Zoé Schweitzer is Maître de conferences at Saint-Etienne University since 2009. Her PhD in comparative literature was dedicated to the different Medea written for stage from Renaissance to Enlightenment (Sorbonne University, 2006), she published several articles on this subject and a translation in French from a rare Italian Medea written by Maffeo Galladei (1558). Her researches are about tragic theatre from this period and late XXth century.
Abstract
According to mythologists as well as famous Latin theoretician Horace, Medea is defined by the infanticide accomplished before leaving Corinth and this episode should not be changed unless a risk of lacking verisimilitude.

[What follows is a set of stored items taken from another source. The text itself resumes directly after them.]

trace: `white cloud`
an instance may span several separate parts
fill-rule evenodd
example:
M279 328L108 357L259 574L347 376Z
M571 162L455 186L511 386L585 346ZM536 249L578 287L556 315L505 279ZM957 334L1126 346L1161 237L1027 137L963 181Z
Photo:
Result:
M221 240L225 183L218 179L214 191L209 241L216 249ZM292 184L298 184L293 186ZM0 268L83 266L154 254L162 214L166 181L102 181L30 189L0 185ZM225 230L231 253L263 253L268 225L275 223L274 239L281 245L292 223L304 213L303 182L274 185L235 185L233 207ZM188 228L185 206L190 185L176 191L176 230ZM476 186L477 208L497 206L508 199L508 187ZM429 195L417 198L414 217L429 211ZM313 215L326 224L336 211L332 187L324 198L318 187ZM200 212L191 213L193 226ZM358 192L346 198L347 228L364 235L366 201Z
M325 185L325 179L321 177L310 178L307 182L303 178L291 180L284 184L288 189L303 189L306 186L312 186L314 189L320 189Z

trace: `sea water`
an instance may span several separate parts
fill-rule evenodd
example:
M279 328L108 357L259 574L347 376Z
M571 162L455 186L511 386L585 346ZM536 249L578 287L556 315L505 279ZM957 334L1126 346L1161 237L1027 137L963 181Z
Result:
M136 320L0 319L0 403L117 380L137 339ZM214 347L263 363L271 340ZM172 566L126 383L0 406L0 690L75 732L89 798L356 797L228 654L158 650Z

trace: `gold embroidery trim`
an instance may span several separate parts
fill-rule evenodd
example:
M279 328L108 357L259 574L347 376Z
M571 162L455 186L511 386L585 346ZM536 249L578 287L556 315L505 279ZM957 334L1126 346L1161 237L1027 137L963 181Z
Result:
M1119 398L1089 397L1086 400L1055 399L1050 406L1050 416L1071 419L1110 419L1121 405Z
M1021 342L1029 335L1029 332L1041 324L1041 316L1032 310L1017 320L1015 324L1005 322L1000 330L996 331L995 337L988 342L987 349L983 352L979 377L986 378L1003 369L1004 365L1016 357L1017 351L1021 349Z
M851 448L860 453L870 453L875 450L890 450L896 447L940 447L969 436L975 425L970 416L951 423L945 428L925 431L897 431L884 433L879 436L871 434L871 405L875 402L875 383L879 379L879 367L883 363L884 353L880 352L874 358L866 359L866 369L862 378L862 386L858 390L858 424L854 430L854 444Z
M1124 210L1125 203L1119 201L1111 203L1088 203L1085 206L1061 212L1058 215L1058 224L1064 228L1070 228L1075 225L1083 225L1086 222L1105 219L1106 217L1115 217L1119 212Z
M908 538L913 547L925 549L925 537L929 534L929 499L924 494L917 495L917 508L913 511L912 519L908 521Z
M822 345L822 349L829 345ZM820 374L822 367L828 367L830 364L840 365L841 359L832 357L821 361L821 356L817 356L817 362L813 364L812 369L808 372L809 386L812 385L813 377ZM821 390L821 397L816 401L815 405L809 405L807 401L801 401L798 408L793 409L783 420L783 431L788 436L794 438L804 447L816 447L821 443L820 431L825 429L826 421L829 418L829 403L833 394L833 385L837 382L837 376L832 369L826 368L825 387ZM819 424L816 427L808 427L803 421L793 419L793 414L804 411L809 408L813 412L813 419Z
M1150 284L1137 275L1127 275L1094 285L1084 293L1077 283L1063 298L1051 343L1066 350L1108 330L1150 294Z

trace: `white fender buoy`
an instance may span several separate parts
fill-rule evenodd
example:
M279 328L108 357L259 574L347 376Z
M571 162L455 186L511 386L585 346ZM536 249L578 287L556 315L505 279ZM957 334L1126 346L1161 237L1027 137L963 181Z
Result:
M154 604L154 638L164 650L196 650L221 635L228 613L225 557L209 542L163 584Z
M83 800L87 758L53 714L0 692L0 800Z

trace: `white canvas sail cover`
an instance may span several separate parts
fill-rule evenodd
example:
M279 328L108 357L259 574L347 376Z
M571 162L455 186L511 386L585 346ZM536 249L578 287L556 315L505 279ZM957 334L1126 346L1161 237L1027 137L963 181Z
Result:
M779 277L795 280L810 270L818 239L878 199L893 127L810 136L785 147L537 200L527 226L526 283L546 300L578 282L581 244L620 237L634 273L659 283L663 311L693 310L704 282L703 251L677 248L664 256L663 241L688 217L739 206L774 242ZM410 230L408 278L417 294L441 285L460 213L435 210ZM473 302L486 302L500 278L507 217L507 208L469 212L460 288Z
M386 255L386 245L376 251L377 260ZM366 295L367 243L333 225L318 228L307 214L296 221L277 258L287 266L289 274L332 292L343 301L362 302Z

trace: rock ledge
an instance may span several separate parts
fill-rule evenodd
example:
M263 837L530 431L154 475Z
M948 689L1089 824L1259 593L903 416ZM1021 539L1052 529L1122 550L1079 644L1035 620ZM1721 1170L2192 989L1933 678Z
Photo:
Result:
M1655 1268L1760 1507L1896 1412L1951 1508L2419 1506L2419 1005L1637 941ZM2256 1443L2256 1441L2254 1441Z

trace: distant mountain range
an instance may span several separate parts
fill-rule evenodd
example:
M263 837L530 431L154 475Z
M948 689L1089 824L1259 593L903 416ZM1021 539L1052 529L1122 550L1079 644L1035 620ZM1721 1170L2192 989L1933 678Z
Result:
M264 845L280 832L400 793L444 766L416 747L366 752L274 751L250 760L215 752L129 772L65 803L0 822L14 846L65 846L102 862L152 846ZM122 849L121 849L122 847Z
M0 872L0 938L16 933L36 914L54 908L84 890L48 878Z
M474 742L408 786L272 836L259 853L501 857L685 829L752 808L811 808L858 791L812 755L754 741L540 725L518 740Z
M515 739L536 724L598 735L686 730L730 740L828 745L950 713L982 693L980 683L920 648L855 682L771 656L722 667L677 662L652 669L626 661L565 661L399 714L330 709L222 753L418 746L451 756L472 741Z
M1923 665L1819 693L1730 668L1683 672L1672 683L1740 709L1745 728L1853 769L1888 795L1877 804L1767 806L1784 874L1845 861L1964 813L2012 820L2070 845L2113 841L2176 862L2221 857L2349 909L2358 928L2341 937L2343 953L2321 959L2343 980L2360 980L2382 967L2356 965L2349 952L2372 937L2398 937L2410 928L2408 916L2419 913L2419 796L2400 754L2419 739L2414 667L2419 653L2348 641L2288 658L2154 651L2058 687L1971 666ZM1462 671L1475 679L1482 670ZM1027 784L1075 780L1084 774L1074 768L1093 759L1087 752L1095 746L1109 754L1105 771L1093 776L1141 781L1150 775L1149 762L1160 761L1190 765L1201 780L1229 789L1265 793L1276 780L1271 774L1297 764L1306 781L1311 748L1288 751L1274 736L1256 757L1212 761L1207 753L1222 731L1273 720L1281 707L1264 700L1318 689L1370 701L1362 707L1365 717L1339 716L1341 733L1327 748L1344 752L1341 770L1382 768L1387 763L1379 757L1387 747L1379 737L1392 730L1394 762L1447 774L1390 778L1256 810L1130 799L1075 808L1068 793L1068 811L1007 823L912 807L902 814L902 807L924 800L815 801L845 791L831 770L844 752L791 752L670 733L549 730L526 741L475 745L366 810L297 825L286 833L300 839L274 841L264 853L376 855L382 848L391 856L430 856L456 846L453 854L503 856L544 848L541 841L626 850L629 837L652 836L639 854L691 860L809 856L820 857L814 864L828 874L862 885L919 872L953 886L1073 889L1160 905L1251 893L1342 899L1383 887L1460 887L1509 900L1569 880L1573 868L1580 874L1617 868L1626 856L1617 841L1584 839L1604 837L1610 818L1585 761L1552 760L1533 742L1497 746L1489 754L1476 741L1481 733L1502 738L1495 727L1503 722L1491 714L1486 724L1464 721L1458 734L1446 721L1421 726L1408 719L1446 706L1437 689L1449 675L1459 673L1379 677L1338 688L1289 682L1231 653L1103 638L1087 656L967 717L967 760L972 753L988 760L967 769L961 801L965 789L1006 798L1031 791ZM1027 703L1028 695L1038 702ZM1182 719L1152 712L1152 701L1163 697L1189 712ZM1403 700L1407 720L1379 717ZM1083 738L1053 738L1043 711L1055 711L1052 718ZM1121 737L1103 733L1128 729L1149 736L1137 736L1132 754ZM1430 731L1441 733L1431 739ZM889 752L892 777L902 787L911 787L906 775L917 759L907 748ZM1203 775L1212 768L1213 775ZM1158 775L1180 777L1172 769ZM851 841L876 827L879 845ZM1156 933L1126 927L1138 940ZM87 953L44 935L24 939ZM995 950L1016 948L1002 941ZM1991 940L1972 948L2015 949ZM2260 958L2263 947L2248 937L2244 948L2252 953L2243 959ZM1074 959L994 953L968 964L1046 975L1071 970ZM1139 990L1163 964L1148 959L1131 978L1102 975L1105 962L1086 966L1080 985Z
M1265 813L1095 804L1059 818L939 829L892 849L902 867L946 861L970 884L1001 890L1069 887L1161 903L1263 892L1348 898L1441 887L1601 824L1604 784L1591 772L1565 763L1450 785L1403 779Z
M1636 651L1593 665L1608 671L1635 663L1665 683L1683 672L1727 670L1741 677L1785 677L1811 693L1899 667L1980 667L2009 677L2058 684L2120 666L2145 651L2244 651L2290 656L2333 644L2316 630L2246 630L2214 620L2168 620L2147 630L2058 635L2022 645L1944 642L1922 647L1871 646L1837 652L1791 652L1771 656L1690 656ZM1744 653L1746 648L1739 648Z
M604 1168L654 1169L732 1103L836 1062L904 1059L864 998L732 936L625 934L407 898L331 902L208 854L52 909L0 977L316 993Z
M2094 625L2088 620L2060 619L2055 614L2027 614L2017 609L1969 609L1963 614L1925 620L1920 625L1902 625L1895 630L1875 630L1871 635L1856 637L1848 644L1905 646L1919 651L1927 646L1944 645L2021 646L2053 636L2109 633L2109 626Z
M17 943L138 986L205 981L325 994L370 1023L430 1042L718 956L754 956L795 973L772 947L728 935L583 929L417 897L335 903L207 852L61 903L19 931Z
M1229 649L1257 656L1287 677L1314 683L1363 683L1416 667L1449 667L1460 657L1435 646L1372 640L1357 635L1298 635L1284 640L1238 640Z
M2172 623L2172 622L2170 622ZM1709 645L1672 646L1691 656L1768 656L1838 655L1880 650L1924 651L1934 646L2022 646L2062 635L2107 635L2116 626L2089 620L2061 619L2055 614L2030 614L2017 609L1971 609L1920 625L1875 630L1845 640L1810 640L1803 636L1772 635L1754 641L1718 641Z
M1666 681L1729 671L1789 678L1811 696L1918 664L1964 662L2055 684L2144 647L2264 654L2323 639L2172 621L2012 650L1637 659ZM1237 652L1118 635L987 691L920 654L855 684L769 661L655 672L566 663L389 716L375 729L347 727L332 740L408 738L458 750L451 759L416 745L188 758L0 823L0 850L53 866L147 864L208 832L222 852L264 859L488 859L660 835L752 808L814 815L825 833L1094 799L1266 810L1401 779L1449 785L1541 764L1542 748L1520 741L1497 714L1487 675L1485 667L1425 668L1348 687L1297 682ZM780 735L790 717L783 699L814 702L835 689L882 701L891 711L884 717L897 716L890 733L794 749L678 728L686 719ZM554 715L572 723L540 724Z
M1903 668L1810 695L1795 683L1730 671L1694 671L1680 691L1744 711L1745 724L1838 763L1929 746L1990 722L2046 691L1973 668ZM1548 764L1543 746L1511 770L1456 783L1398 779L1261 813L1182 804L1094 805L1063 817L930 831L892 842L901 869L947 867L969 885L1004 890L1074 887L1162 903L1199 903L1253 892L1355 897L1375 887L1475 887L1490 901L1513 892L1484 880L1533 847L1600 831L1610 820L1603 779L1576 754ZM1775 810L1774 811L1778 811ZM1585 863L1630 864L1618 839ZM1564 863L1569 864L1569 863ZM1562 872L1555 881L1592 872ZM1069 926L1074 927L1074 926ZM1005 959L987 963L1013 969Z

But at the same time, according to social and psychological verisimilitude, motherhood and inner maternal love forbid a mother to accomplish anything against her child(ren). These requirements may seem incompatible and nevertheless Medea never had such an important success on European stage than during this period. How can Medea still be Medea?
I would like to answer this question by analyzing different solutions imagined by European playwrights (English, French and Italian) and commentaries made by Latin and Greek Translators from this period, crossing different approaches (gender, comparatist in particular). My hypothesis is that even if violence is reduced, sometimes apparently evacuated, to satisfy this double – and contradictory – conception of verisimilitude by ingenious theatrical solutions, another form of violence may appear, more discreet, and maybe also more disturbing than the former one (Glover, Coupé).